今回のステージは衣装がどれも素敵でした。プログラムに載ってたのでうれしいです。時間があったら、ドール用に作ってみたいです。
 今プログラムを見たら、美術と衣装の担当はDick Birdさんと紹介されていました。舞台美術もこの方のようです。とんぼは相棒と一緒に見に行ったのですが、特に相棒が舞台の奥行に感心していました。
ステージはお城、荒野、酒場、ダンジョンの四種類。それぞれ金銀銅鉄のイメージだそうですが、直線と曲線をたくみに組み合わせた舞台背景に照明との取り合わせで、シナリオが要求するシーンをすべて表現するのはお見事でした。とんぼは酒場と、それから錆びた鉄でできた巨大ドラゴンという魔王城(ダンジョン)が好きです。
 どの場合もステージの一番奥の一段高いところに小さなステージ(兼登退場口)があり、聖母の登場や魔王の退場など効果的な使われ方をされていました。またステージの前の方もスクリーンで仕切ってその内と外で芝居が進行したりします。

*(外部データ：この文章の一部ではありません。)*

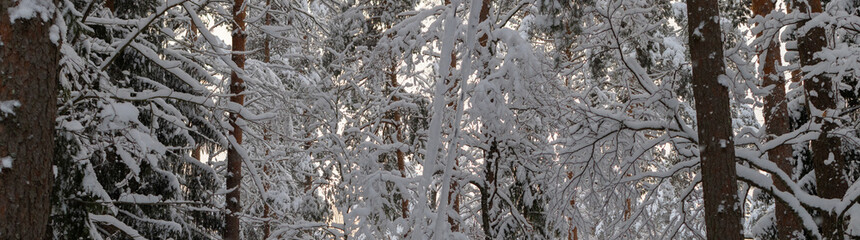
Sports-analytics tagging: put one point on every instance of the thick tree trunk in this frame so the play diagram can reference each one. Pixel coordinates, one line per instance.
(827, 156)
(716, 145)
(28, 93)
(777, 121)
(234, 160)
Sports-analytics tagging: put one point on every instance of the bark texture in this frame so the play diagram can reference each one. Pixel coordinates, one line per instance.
(827, 156)
(234, 160)
(776, 120)
(28, 75)
(716, 145)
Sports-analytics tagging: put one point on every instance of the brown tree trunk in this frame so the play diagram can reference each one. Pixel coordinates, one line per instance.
(234, 160)
(110, 5)
(716, 145)
(28, 86)
(776, 121)
(821, 96)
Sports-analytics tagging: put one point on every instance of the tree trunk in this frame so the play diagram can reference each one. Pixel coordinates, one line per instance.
(821, 96)
(491, 156)
(453, 197)
(716, 145)
(28, 93)
(396, 122)
(776, 121)
(234, 160)
(267, 57)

 魔王を倒した後、パーティは白の勇者を残して去ろうとします。スクリーンの外で仲間が別れを告げ、去っていく。それを見送った勇者の背後で暗かったスクリーンの背後が明るくなり、王女と結婚式。こういう、小説で書くのがまず難しいようなシーンを見るとほんと凄いなと思います。
 そう言えば、ラスボス=でかい、というイメージをどうやら刷り込まれているようです。そのため魔王はもっと大きくてもいいかもと思ってしまいました。王女をさらう魔王と言うことでつい竜王をイメージします。相棒は“変身しないかな”と言っていましたが、しませんでした。あたりまえです。魔王のコスチュームが微妙に地味で、鎧ならもっと爬虫類とか恐竜っぽいのもありなのではと思いました。

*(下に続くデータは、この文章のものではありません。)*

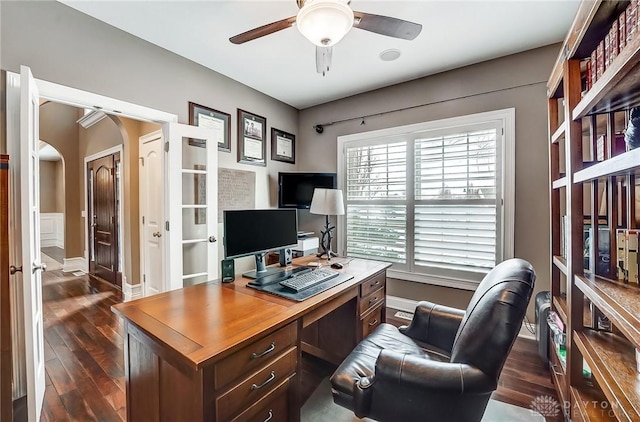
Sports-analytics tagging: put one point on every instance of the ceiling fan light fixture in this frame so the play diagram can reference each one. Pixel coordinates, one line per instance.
(325, 22)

 だらだら書いていたら長くなりましたので、このあとは少しだけ。
 ライト・照明というのも、小説では表現しにくいもののひとつです。敵方が悪の威力を振るう時は緑の光がステージを覆います。また白の勇者が伝説の剣を抜いたとき、天空の兜を装備した時、暗めステージの中で白い光が勇者を、勇者だけを照らし出しました。この兜装備が、最後のレベルアップで、このあと白の勇者はパワーを身につけます。襲ってくるモンスターたちに向かって手をはらうしぐさをすると、相手はやられてしまう。この時に白い強い光がほんの短い時間注がれます。
「アルスめ、勇者の証であるライデインに開眼しおった!」(「ロトの紋章」vol2 藤原カムイ1992 p125)みたいな感じで、これもDQのエッセンスかもしれない。

 やはり生オケはいいです。プログラムにある使用楽曲の一覧を読んでいくだけで心が浮きたちました。「そして伝説へ……」が卑怯なほどかっこよかったです。
 
 とりとめもなく書いてきましたが、要はとても心地よく酔わせていただきました。バレエドラゴンクエスト、ありがとうございました。